命を輝かす人間
僕が、この言葉と出会ったのは、中学生だったとき。確か、二年生のときではなかったかと思う。
出身母校東宇治中学校の教育方針
この言葉は、出身母校・東宇治中学校(京都府宇治市)の教育方針を表す言葉です。
あるとき、この言葉を記した色紙が、教室の黒板の、向かって右側に、掲げられた。
今も何となくその光景が脳裏にある。
「命を輝かす人間」
初めてこの言葉を見たとき、本当に感動を覚えた。命を輝かす人間ってどんな人なんだろう? そんな人間になれるんだろうか? そうなれたら素晴らしいだろうな。そんな感じを覚えた。
毎日、教室で見るたびに、いつしか心に刻み込まれることになった。
それから、ずいぶんの時が経つ。
今振り返れば、その言葉が今日につながっているように思う。
今は神を祈る毎日
毎日、
「かむながら たまちはひたまへ」
と唱え祈る。
この言葉の意味は、普通、
神さまのお力がさらにさらにこの世の中に充ち満ちてゆき、そのおかげさまにより、この世が平安に守られ導かれて往きますように
とされます。
ところが、人とは何かを問えば、人は、神さまの分け霊(わけみたま)をいただいてこの世に生まれ出た存在です。神性・仏性とも言われる神と等しき性能をもつみたまを宿した存在。それが、人です。霊(ヒ)が留(トど)まる から、ヒトと言うとの説明もあります。
よって、「かむながら たまちはひたまへ」には、
どうか自らが自らの内に宿るみたまの霊力を発揮して世の中のお役に立って生きて往くことができますように
少し言葉を換えれば、
どうか自らが自らの命を輝かせながら世のお役に立って生きて往くことができますように
という意味合いもあることが分かります。
外在の神の御稜威を称えるだけでは十分ではなく、誰の中にも宿るみたまが霊幸ふ(たまちはふ)ことがめざされてこそです。これからは、人がその使命を自覚してその命を輝かして生きていくことがより求められるようになるはずです。
体験に意味がある
中学二年生だったのは、西暦で言えば、1976年。それから、42年が経ちました。中学から、高校、大学と進み、社会に出たとき、まさか自分が神職となるなど夢にも思いませんでした。
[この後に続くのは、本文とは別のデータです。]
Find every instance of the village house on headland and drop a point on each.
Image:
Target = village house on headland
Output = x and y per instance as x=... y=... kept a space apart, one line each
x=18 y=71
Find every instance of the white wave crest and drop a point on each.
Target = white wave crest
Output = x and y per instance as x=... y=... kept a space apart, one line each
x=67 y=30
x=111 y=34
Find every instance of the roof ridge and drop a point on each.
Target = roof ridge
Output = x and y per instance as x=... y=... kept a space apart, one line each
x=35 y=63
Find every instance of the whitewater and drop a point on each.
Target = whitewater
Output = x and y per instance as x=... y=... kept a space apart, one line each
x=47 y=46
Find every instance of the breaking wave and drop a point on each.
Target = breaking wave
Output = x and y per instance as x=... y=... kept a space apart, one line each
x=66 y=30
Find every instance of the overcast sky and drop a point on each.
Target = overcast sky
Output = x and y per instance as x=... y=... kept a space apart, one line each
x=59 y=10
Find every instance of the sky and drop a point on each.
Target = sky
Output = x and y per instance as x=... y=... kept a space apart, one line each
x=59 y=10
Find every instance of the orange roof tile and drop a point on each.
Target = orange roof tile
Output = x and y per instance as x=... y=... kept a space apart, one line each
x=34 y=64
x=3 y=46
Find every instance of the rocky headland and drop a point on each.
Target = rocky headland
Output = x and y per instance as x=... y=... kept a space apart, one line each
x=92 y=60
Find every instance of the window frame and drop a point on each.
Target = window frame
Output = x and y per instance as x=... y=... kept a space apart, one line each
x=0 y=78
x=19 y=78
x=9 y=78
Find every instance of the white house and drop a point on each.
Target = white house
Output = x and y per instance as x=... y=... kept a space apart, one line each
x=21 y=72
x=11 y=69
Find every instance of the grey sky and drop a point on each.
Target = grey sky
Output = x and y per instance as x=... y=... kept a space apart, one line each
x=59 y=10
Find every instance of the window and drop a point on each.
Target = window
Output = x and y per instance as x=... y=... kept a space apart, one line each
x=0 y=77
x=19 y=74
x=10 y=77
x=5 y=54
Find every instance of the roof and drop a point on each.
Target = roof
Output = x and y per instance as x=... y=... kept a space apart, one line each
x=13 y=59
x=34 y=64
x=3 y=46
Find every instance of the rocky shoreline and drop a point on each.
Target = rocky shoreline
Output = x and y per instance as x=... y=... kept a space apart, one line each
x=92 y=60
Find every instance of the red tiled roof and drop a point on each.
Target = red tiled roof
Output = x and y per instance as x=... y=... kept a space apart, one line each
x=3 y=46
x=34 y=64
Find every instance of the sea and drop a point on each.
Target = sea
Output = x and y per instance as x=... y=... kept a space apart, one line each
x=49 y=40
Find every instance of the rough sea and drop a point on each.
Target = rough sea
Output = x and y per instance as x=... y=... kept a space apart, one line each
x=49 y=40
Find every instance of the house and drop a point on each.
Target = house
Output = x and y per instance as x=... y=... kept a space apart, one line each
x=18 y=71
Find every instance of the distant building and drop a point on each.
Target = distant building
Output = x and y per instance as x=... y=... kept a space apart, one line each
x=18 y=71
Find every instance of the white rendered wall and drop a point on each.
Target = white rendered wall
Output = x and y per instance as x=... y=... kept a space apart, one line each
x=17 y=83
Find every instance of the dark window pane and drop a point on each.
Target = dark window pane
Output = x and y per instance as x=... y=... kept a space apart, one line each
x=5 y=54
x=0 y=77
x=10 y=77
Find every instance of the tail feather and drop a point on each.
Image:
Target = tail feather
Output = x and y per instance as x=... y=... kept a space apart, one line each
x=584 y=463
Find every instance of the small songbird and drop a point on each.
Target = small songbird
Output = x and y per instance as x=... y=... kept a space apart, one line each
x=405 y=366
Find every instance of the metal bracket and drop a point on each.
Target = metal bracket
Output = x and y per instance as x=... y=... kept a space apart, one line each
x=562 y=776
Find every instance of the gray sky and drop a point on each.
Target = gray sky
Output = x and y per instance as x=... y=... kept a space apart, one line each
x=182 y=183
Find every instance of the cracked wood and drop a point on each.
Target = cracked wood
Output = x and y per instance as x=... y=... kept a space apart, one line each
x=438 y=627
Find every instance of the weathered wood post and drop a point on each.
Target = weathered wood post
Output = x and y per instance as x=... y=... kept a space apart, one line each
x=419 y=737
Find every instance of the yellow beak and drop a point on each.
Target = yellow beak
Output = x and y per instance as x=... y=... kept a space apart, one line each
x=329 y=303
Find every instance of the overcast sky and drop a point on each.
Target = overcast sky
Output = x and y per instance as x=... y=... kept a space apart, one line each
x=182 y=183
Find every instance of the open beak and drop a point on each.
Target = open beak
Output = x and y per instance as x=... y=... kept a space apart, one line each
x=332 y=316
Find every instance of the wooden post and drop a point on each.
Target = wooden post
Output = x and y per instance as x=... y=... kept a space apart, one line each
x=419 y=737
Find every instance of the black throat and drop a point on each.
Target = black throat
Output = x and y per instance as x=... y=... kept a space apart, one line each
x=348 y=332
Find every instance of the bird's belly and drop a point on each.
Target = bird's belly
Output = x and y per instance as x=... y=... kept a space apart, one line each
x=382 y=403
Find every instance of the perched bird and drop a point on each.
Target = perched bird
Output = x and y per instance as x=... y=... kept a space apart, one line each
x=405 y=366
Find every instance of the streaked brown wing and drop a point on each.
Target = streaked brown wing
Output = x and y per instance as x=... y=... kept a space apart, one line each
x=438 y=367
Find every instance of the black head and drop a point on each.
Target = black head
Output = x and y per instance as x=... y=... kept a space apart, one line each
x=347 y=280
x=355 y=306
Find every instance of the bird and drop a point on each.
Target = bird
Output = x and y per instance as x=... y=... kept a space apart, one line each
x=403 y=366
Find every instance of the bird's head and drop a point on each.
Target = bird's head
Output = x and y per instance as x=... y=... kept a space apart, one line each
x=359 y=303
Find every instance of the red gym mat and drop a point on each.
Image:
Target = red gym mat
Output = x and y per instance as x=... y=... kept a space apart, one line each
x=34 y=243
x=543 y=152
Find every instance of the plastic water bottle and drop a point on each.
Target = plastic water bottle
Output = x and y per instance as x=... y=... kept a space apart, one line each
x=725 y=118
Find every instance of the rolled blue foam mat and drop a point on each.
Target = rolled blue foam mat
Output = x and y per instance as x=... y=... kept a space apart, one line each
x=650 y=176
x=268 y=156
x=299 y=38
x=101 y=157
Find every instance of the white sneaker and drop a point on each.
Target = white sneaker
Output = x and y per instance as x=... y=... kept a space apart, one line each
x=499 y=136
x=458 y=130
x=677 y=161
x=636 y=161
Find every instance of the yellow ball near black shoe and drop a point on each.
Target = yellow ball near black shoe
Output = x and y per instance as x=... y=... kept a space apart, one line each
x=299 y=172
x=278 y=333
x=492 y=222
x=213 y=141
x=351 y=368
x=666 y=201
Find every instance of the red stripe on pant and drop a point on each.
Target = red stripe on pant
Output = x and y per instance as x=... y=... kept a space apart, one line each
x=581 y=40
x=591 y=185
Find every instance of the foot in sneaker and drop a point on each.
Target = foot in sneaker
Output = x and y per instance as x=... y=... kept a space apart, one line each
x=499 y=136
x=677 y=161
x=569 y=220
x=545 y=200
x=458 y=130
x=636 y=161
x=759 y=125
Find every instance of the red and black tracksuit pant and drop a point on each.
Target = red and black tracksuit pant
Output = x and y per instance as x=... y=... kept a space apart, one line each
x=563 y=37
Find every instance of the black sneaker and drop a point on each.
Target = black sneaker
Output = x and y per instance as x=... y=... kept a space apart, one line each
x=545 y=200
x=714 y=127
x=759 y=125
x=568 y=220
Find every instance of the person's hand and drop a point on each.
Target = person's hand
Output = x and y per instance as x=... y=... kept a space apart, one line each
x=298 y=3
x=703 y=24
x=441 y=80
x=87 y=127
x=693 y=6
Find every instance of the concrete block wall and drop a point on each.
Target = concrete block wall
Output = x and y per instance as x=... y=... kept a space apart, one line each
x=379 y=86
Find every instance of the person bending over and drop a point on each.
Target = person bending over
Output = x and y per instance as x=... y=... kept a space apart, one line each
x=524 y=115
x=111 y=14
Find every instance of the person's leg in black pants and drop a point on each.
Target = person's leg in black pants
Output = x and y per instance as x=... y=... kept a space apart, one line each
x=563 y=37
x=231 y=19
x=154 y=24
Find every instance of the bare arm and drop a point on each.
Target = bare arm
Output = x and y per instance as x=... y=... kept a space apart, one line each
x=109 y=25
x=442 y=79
1987年4月に外資系のメーカーに勤めたものの、平成14年の母の死をきっかけに、平成15年の7月末で会社を辞め、平成16年の4月より伊勢にある皇學館大学で一年学び、平成17年4月に神職として、第二の人生がスタートしました。
しかしながら、中学のときに出会ったこの「命を輝かす人間」という言葉が、今振り返ると将来を暗示していたように思います。その長くもあり、短くもある私の物語の中から、体験し学び得たいろんなことを、ここで、分かちあおうと思います。